Is there a machine readable format of all the packages which include the checksum on https://pkgs.racket-lang.org ?


Ah yes, just found that, thanks

I see many packages simply mention source
with no version, am I to take that the racket community have a convention of using master as the definitive version? To describe my question better, I see one occurance of name . "base"
implying there is one base
package, yet there are multiple references to different base versions in other package dependencies e.g. ("base" #:version "6.8.0.2")
and ("base" #:version "6.2.900.6")
. How does racket know to checkout the correct version? Are the packages stored as git repos in the local racket packages checkout directory? Then racket will quickly checkout the tag, load the code into memory then rinse and repeat for every version? Normally, every versioned reference of base
in pkg dependencies
should be accompanied by a separate definition of base
with an explicit matching version.

A version is intended to reflect available features of a package, and should not be confused with different releases of a package as indicated by the checksum.
- https://docs.racket-lang.org/pkg/Package_Concepts.html?q=%23version#%28tech._version%29

@setori88 yes, it’s common to use master as the definitive version. if you use a package backed by a git repo, it fetches the data from the git repo but doesn’t do a clone. if you want to do a clone so you can use git operations, you can use the --clone
option

I’m quite happy to see master as definitive version, it reduces dependency calculation considerably. This way just the package name is needed when in semantic versioning and other atrocities the actual name of a package is name+version
hence you have n
packages all doing approximately the same thing. Now releasing on master means the racket community doesn’t remove or change previously exported function names I hope. I also take it one cannot delete a package from http://pkgs.racket-lang.org\|pkgs.racket-lang.org! Are these conventions documented anywhere?

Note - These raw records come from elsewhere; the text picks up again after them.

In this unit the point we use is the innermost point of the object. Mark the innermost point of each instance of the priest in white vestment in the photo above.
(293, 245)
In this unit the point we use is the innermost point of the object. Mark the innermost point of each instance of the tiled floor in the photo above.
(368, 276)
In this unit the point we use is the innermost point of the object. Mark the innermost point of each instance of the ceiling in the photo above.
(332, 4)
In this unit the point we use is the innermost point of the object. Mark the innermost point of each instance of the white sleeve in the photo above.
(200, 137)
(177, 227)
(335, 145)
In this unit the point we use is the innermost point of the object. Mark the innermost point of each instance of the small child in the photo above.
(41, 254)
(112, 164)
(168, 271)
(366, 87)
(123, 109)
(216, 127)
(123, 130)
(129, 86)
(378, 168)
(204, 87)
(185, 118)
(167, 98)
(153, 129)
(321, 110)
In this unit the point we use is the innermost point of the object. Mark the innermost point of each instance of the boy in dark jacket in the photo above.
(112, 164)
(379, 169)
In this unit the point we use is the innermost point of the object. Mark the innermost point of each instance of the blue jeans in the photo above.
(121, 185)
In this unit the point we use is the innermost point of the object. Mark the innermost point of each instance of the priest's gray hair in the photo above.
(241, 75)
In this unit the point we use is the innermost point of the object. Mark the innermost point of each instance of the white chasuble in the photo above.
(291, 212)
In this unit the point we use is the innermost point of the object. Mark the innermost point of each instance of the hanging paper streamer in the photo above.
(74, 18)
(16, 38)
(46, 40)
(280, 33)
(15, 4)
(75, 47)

@setori88 right, the convention is to try to maintain backwards compatibility always

and to create a new package if you need to break something

perfect, very happy to hear this.

@hazel.r.pearson has joined the channel

:slightly_smiling_face:

it does have tradeoffs - maintaining constant backwards compatibility is both extraordinarily difficult and quite limiting. There’s interest in exploring alternatives for racket.